The way AU handles much of its invested endowment is to put it into shares in the S&P 500, one of the most successful indexes in the financial market. There, Kudravetz said, the money is put into different commingled funds — funds that have small investments in a wide variety of stock.
Kudravetz said that this way, there’s a wide exposure to many different types of stock, which increases the odds of making money, but that exposure is relatively shallow, reducing the risk of losing much from unexpected market fluctuations.

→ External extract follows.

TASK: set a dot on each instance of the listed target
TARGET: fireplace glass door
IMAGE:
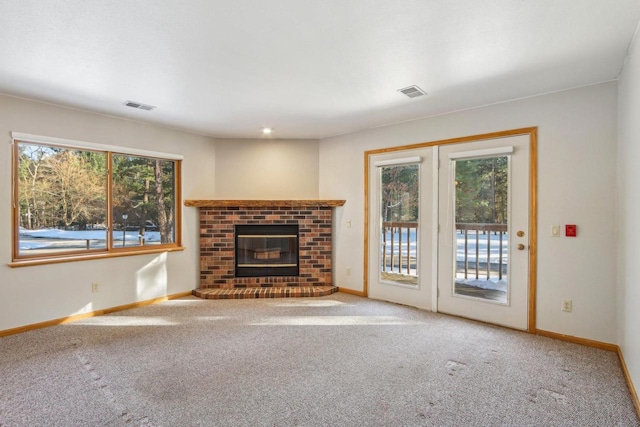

— Dan Papscun (@papscun) November 15, 2018
One of the results from investing in commingled funds is that the money within those funds is divided among many different portfolios — in this specific case, much of it is in the energy portfolio of the S&P 500. Within that energy portfolio, some is in renewable forms of energy, but some is invested in fossil fuels.

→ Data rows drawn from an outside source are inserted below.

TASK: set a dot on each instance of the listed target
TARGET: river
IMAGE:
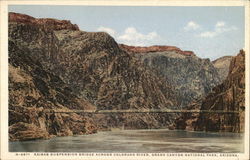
(137, 141)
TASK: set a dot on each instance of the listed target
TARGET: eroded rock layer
(228, 96)
(60, 62)
(191, 76)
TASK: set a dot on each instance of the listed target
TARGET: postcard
(124, 80)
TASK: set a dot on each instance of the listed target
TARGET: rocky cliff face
(222, 64)
(92, 67)
(228, 96)
(191, 76)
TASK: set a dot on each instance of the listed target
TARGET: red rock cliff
(48, 22)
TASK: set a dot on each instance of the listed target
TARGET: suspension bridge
(147, 111)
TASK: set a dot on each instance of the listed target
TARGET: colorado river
(137, 141)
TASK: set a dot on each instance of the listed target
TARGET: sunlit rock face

Due to the commingled nature of the investment it is difficult to simply remove the funds that are invested in fossil fuels, Kudravetz said. The entire fund would have to be broken up and redistributed, something university officials say they do not want to do.
Kudravetz and Cassell said that the Board’s primary goal is to make money for the University, to grow the endowment and that fiduciary responsibility is what drives their investment philosophy. Because of this, Kudravetz said, divestment is not an option as it would hurt the University financially, costing $1.1 million in management fees every year after divestment.
The cost of divesting might hurt the money that the University puts into scholarships, as the endowment would shrink as the stocks are sold, Kudravetz said.
Dotson and Lu refuted this claim, saying that there is no evidence that the money currently invested in fossil fuels goes toward scholarships and therefore no negative impact on financial aid to students.
Moving forward, the organization plans to continue its divestment campaign, Dotson and Lu said. The responsible endowment fund has several months left before the deadline, and the group is currently planning other endeavors surrounding divestment, such as a zine publication to increase awareness of the issue on campus.
With more than 70 members, 30 of which are core staff, Fossil Free organizers continue to work to grow their presence at AU. The group also made waves earlier this fall by chalking “Divest $19 Million” and related slogans outside several campus buildings.
“True sustainability comes from a non-reliance on the fossil fuel industry,” Dotson said. “It comes from actively having an anti-fossil fuel or anti-carbon stance, which currently the University does not have.”